Schon 1933 fiel Karl Schwesig den politischen „Säuberungsaktionen“ der SS zum Opfer: Er war KPD-Mitglied, gehörte linken Künstlervereinigungen an und gewährte Verfolgten Unterschlupf. Karl kam mehrmals in Haft und wurde auch schwer gefoltert. Seine Malerei geriet 1937 ins Visier der Nationalsozialisten, die Karls Werke als „entartet“ beschlagnahmten und zerstörten. Insbesondere die frühen Verhaftungen und Misshandlungen hielt er in eindrücklichen Grafiken und Erzählungen fest.

Karl Schwesig wurde am 19. Juni 1898 in Gelsenkirchen in eine Arbeiterfamilie geboren. Als Folge einer Rachitis in der Kindheit wurde er nur 1,39 Meter groß. Dieser Kleinwuchs und sein schlechter Gesundheitszustand bewahrten ihn im Ersten Weltkrieg vor dem Tod: Er wurde nicht an die Front geschickt und konnte 1918, nach dreijähriger Büro-Dienstzeit, sein Studium an der Akademie der Bildenden Künste in Düsseldorf beginnen. Nach zwei Jahren verließ Karl die Akademie, ohne das Studium zu beenden, und schloss sich einer populären avantgardistischen Künstlergruppe an: „Das Junge Rheinland“ vereinte junge, politisch engagierte Kunst- und Kulturschaffende und ermöglichte Karl erste Ausstellungen.

 

Karl Schwesig, „Gasse in Marseille“ (1931) (Foto: Galerie Remmert und Barth, Düsseldorf).
Karl Schwesig, „Arbeiterkneipe“ (1923) (Foto: Galerie Remmert und Barth, Düsseldorf).

Politische Kunst

In der Zeit mit „Das Junge Rheinland“ erschuf Karl nicht nur ausdrucksvolle Avantgarde-Gemälde.
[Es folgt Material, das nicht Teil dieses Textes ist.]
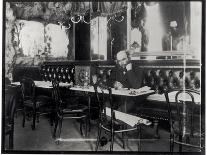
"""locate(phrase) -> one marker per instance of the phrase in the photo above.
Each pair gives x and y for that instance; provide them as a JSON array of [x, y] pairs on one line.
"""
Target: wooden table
[[121, 92]]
Zusammen mit anderen Künstlern der Gruppe gab er auch eine politisch-satirische Zeitschrift heraus. Karl trat in die KPD ein und war 1930 Mitgründer der Düsseldorfer Ortsgruppe der „Asso“, einer Vereinigung kommunistischer Künstler.

 

Misshandelt und gedemütigt

1933 lösten die Nazi-Behörden „Das Junge Rheinland“ auf und bezeichneten die Gruppe als die „Mutter der entarteten Kunst“. Viele Mitglieder erhielten ein Beschäftigungsverbot. Manche arrangierten sich auch mit der neuen Regierung und wurden anerkannte Künstler. Karl jedoch verteilte Flugblätter, half anderen Verfolgten, indem er ihnen Unterschlupf gewährte und geriet wegen seiner offen vorgetragenen politischen Haltung schnell unter Druck. Schon im Juli 1933 wurde er das erste Mal verhaftet und monatelang festgehalten. Die SA misshandelte ihn im „Schlegelkeller“, einem Düsseldorfer Foltergefängnis, um Namen seiner Mitstreiter im Widerstand herauszufinden – und um ihn als „Intellektuellen“ zu demütigen.

 

»Drei größere Gemälde (…) wurden als staatsgefährliche Trophäen aus meinem Atelier in den Schlegelkeller geschleppt. Vor die Bilder wurden nun sämtliche Gefangenen und SA-Leute versammelt und mussten zusehen, was man heute mit dem Maler solcher Bilder macht.«

Karl Schwesig, „Schlegelbericht“ (1935/36)

 

Exil in Belgien

Anhand von Karls Inhaftierungs-Dokumenten bei den Arolsen Archives lässt sich nachvollziehen, dass er ab August 1933 offiziell mit dem Vorwurf „Hochverrat“ in einem Gerichtsgefängnis inhaftiert war. Im Februar 1934 wurde er von der Generalstaatsanwaltschaft wegen „Vorbereitung zum Hochverrat“ verurteilt und war noch bis zum 18. November 1934 in Haft. Danach gelang es Karl, nach Belgien zu flüchten, wo er den „Schlegelkeller-Zyklus“ fertigstellte, der mit 48 Zeichnungen und Texten seine Erfahrungen als Opfer der NS-Folter darstellt.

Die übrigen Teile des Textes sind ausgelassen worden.